Così come accadde negli anni 1970 con il passaggio delle armi tra partigiani e terroristi rossi, documentato a più riprese da uno dei capi storici delle Br Alberto Franceschini, anche l’area no-global va alla ricerca dei propri “padri fondatori”. Se non li trova, a volte se li costruisce, sempre in nome della stessa rivoluzione proletaria, che giustifica l’utilizzo delle armi per annientare il nemico del popolo. Quel mito tende a ritrovare vigore annualmente, a ogni ricorrenza della Giornata del ricordo, come per il timore che la denuncia dei delitti compiuti da partigiani titini implicasse automaticamente una condanna di tutto quanto è stato compiuto durante la Resistenza. È la tesi sostenuta da chi ritiene di dover sottolineare che, comunque, non si possano nemmeno paragonare per gravità le rispettive responsabilità storiche: perciò la ferocia degli eccidi nazifascisti come la Risiera di San Sabba “deve” rimanere ideologicamente insuperabile rispetto all’orrore delle foibe, tutto da ridimensionare. Su questa stessa distinzione tra i totalitarismi si innesta anche la pretesa dell’attuale nazionalismo di parte slava. Se non avesse saputo di poter contare su un discreto numero di alleati in Italia, il presidente croato Stipe Mesic non avrebbe recentemente osato polemizzare con il capo de-lo Stato italiano, Giorgio Napolitano, accusandolo di revanscismo solo per aver ricordato le sofferenze patite dai nostri connazionali che hanno subito le conseguenze del Trattato di Osimo del 1947, con il quale l’Italia rinunciò a favore della Jugoslavia alla sovranità nazionale sulla zona B, che comprende Fiume, l’Istria e l’isola del Quarnaro, distinta dalla zona A, nome con cui si identificano Gorizia, Trieste e il suo circondario. Non è un dettaglio che, a chi abitava a est della cosiddetta linea Morgan, cioè in quei territori che caddero sotto la dominazione socialcomunista jugoslava, furono confiscate le abitazioni e le proprietà senza che i governi italiani del dopoguerra abbiano mai preteso un risarcimento dalle autorità confinanti. Né, probabilmente, lo chiederanno in futuro perché, chiuso l’incidente diplomatico con Mesic, certamente l’attuale ministro – ex comunista – degli Esteri, Massimo D’Alema, non vorrà riaprire un’altra crisi.
Bibliografia
Gaetano La Perna, Pola Istria Fiume 1943-1945. L’agonia di un embo d’Italia e la tragedia delle foibe, Mursia, 1993.

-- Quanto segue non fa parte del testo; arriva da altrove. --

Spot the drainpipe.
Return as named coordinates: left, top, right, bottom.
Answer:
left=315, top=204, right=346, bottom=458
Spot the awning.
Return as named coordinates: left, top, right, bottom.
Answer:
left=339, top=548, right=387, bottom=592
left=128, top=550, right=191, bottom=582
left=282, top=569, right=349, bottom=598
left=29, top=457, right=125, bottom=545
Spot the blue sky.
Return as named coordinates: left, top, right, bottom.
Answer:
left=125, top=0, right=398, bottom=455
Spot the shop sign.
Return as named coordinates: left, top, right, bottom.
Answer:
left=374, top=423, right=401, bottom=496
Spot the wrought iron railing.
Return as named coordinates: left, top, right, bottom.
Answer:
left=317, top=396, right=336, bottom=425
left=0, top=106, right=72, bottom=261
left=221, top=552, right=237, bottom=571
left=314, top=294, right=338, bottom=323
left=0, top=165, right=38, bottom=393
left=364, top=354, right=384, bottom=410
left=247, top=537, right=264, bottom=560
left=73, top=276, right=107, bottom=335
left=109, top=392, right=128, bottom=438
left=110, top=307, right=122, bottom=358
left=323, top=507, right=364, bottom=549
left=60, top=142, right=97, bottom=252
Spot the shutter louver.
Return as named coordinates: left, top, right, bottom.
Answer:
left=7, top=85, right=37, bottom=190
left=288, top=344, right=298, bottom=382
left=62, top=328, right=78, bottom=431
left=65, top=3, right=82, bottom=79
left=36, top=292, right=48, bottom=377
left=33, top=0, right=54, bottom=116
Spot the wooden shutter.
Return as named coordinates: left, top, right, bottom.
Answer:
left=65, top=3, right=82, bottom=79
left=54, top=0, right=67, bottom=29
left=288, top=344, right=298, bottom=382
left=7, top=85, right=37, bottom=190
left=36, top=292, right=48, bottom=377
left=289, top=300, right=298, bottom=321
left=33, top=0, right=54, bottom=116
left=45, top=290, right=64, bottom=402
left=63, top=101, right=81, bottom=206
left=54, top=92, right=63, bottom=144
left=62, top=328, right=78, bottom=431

Guido Rumici, Infoibati [1943-1945]. I nomi, i luoghi, i testimoni, i documenti, Mursia, 2002.
Gianni Oliva, Profughi. Dalle foibe all’esodo: la tragedia degli italiani d’Istria, Fiume e Dalmazia, Mondadori, 2005.
Marco Girardo, Sopravvissuti e dimenticati. Il dramma delle foibe , e l’esodo dei giuliano-dalmati, Paoline, 2006.
Raoul Pupo, Il lungo esodo. Istria: le persecuzioni, le foibe, l’esilio, Rizzoli, 2005.